A very important feature of any community is the hierarchy of leaders. The men of the Umuofia village must earn titles that governed the people. These titles were not voted upon, but obtained because of certain aspects or strengths the men possess. The responsibilities range from tree tapping to serving as board members for “trials” among members of the clan. Men of titles are held to high expectations and are prohibited from engaging in specified activities. Okonkwo, himself had acquired titles and felt they were important to him, but it was not a highly discussed topic in the novel. The villagers respected the title and with the exception of the medicine man the importance of a man’s title position was not significant to relationships within the novel. The medicine man and the gods were the only persons in which the author placed notable recognition. This community of villagers was no doubt like many others in their governing body with leaders that rule according to old traditions and practices.
Every community has its own set of rituals and ways to show respect, worship, and celebrate. The rituals of Umuofia were long standing traditions and were performed for specific reasons although sometimes unknown. One important element of the story was the accidental murder of a fellow clansman that prompted the exile of Okonkwo. His exile was punishment but no one in the clan clearly understood or agreed that Okonkwo should be exiled. His action was not of deliberation, but of misfortune and had to be punished according to old tribal laws. The clan members did not completely forsake him during his exile and remained friendly visitors throughout the seven years. Other rituals of importance focused on the dead and proper and unfavorable burials. A particular disturbing ritual performed by many members of the community was the mutilation and cruel treatment of the babies that had died. The most troubling violent rituals were against the children lost by one of Okonkwo’s wives. The violent treatment was meant to prevent the evil child from returning and causing the woman more pain. All of these customs were instilled in their life with no one questioning or daring to change the practice.

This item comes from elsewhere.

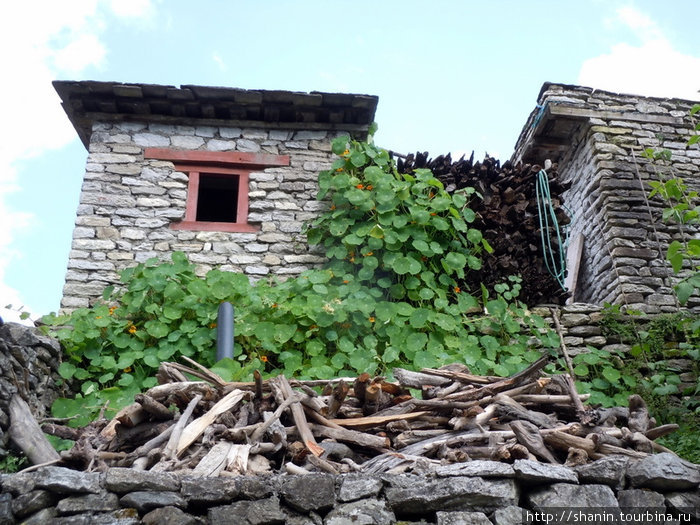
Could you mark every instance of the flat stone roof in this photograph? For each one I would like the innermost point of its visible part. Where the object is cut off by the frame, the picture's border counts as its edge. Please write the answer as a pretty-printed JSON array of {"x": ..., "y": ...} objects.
[{"x": 86, "y": 102}]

A person or community’s value is hard to define in non-monetary means. Typically, a person’s worth is determined by the value of their bank account. The people of this clan have places little or no value currency. The values the community hold close are respect for one’s tribe, one’s family, and one’s personal code of honor. The personal code of honor was a man’s title or position held within the tribe. Each title had different level of respect associated with it and certain responsibilities. Community members’ honor was also judged in accordance to behavior and respect for their gods. The gods held were held in high regard and some walked among the earth. Even though the community did not place high value on a man’s currency level, Okonkwo did. He believed highly that a man must work hard and not owe a person anything. He felt embarrassed because of his father’s misfortune or beggar status and refused to be that way himself. This value of tangible items prevented Okonkwo from experiencing a true joy of his most valuable possessions, his family.
Each and every community has a set of traditions and rites that are passed on through generations. Some of these are practical such as agricultural advice, and some are nonsensical. The tribal community of Umuofia was no different in regards to the root of kinship. These people thrived as a strong and reliable entity with little outside interference. This strength carried a community in all times, even when things changed because of missionary invasions. Community is defined and appears different by all accounts, but the core bonds of the group are the same regardless of its location, language, or ethnic backgrounds.
Achebe, Chinua. Things Fall Apart. New York: Random House, 1994.